1. Launching the Lesson

  1. Read the book. Talk about favorite pages the children had and why they liked them. Focus on the mathematical vocabulary used to compare sizes.
  2. Tell students they will be drawing animals that may have lived long, long ago in Kansas. They can be imaginary animals, or real animals. However, there will be some rules their animals have to fit. For example, I will ask them to draw a body for their animal that is a little bigger than their foot. Then I will ask them to draw heads, legs, eyes, mouths with teeth, noses, and ears. I will demonstrate how they draw the side view of their animals and show pictures in the book so they understand the term profile/side view. I will write the rules down for drawing, step by step. When they are done drawing, they will describe their animal using mathematical terms, but may also use color words.

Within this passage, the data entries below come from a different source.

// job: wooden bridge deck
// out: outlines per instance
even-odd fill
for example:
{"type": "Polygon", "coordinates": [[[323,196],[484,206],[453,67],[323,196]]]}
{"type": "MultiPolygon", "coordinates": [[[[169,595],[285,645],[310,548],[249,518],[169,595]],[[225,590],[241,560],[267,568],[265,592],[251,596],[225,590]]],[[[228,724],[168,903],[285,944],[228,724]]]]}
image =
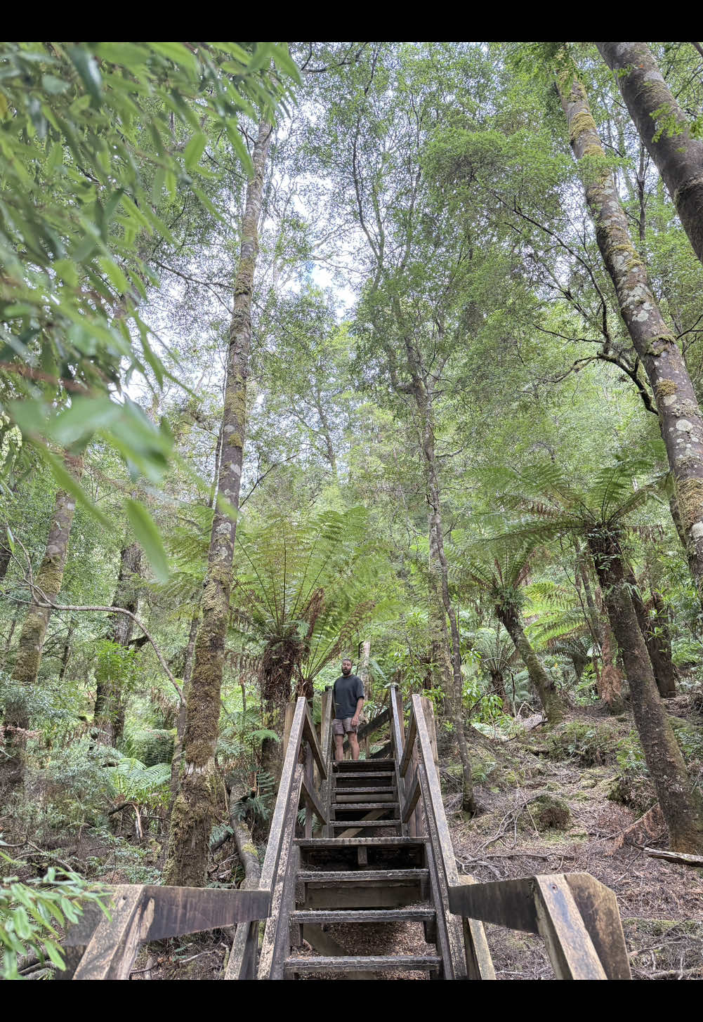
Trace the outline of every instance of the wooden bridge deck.
{"type": "Polygon", "coordinates": [[[397,970],[433,979],[495,979],[483,923],[541,934],[558,978],[630,978],[615,895],[590,874],[490,883],[458,875],[427,699],[413,696],[406,735],[392,687],[387,710],[364,729],[368,737],[388,727],[390,741],[382,756],[357,762],[331,760],[331,692],[323,694],[320,738],[304,698],[289,710],[257,888],[116,887],[109,919],[91,909],[66,935],[74,979],[127,979],[142,942],[234,925],[225,979],[397,970]],[[300,803],[303,834],[296,833],[300,803]],[[299,954],[303,934],[319,934],[330,923],[397,922],[421,927],[418,954],[299,954]],[[433,954],[427,944],[434,944],[433,954]]]}

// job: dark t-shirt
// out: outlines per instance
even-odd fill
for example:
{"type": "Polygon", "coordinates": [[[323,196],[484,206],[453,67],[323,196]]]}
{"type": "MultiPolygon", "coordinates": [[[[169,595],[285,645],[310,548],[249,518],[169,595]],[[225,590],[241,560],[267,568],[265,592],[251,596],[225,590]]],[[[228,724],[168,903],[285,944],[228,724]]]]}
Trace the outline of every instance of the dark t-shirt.
{"type": "Polygon", "coordinates": [[[364,683],[357,675],[343,675],[336,680],[332,688],[334,699],[334,717],[344,721],[357,712],[357,701],[364,698],[364,683]]]}

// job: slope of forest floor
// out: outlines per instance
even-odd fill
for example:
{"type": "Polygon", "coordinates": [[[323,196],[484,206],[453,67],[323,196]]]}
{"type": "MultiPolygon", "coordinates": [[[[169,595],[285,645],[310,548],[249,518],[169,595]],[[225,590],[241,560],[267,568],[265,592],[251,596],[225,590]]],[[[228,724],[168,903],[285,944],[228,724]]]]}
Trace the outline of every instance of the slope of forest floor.
{"type": "MultiPolygon", "coordinates": [[[[679,695],[667,709],[681,734],[703,734],[700,699],[679,695]]],[[[574,708],[556,729],[533,727],[506,741],[472,730],[469,736],[480,812],[461,812],[458,757],[439,733],[444,805],[460,873],[502,880],[541,873],[588,872],[617,896],[632,977],[703,978],[703,869],[653,858],[645,846],[665,848],[666,835],[634,738],[631,715],[574,708]],[[644,819],[643,819],[644,817],[644,819]]],[[[696,741],[700,741],[699,738],[696,741]]],[[[698,748],[688,757],[701,770],[698,748]]],[[[10,837],[11,827],[5,830],[10,837]]],[[[158,882],[162,847],[146,838],[129,844],[107,831],[35,844],[27,856],[40,875],[65,864],[104,883],[158,882]]],[[[231,843],[217,853],[210,883],[236,882],[231,843]]],[[[425,954],[420,924],[329,927],[328,938],[347,954],[425,954]],[[337,932],[338,931],[338,932],[337,932]]],[[[487,926],[500,979],[548,979],[552,967],[534,935],[487,926]]],[[[217,979],[229,954],[229,934],[216,931],[142,948],[134,979],[217,979]]],[[[301,954],[315,954],[307,943],[301,954]]],[[[320,977],[322,978],[322,976],[320,977]]],[[[325,978],[337,978],[333,976],[325,978]]],[[[422,974],[379,975],[383,979],[422,974]]]]}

I will model this piece of writing with the picture I have secretly drawn as I gave them the rules.
  3. Drawing instructions (write these down for children as you have them draw):
  • body a little longer than your foot, and in the shape of an ellipse (oval)
  • a head that is larger than a magnetic vowel letter and any shape you want (refer to shape chart and teach children about drawing profile of the head)
  • Legs shorter than their thumbs
  • A tail longer than their crayon. (It can be curved or straight) and wider than a pencil
  • A mouth shorter than a stapler
  • eyes that are smaller than dimes
  • ears that are shorter than a key
  • a nose that is any size they want (ask them to describe some noses and write down their descriptions )
  • I will show students the animal I drew, and read what wrote about my animal, which I have names. Students will write about their animals on a separate paper.


Students will share their animals by reading what they wrote, and showing their pictures (I will paper clip what they wrote to the back of their pictures, so they will show the pictures as they read)

Elaboration: I will type out writing pieces and put them in a book with each child's animal picture.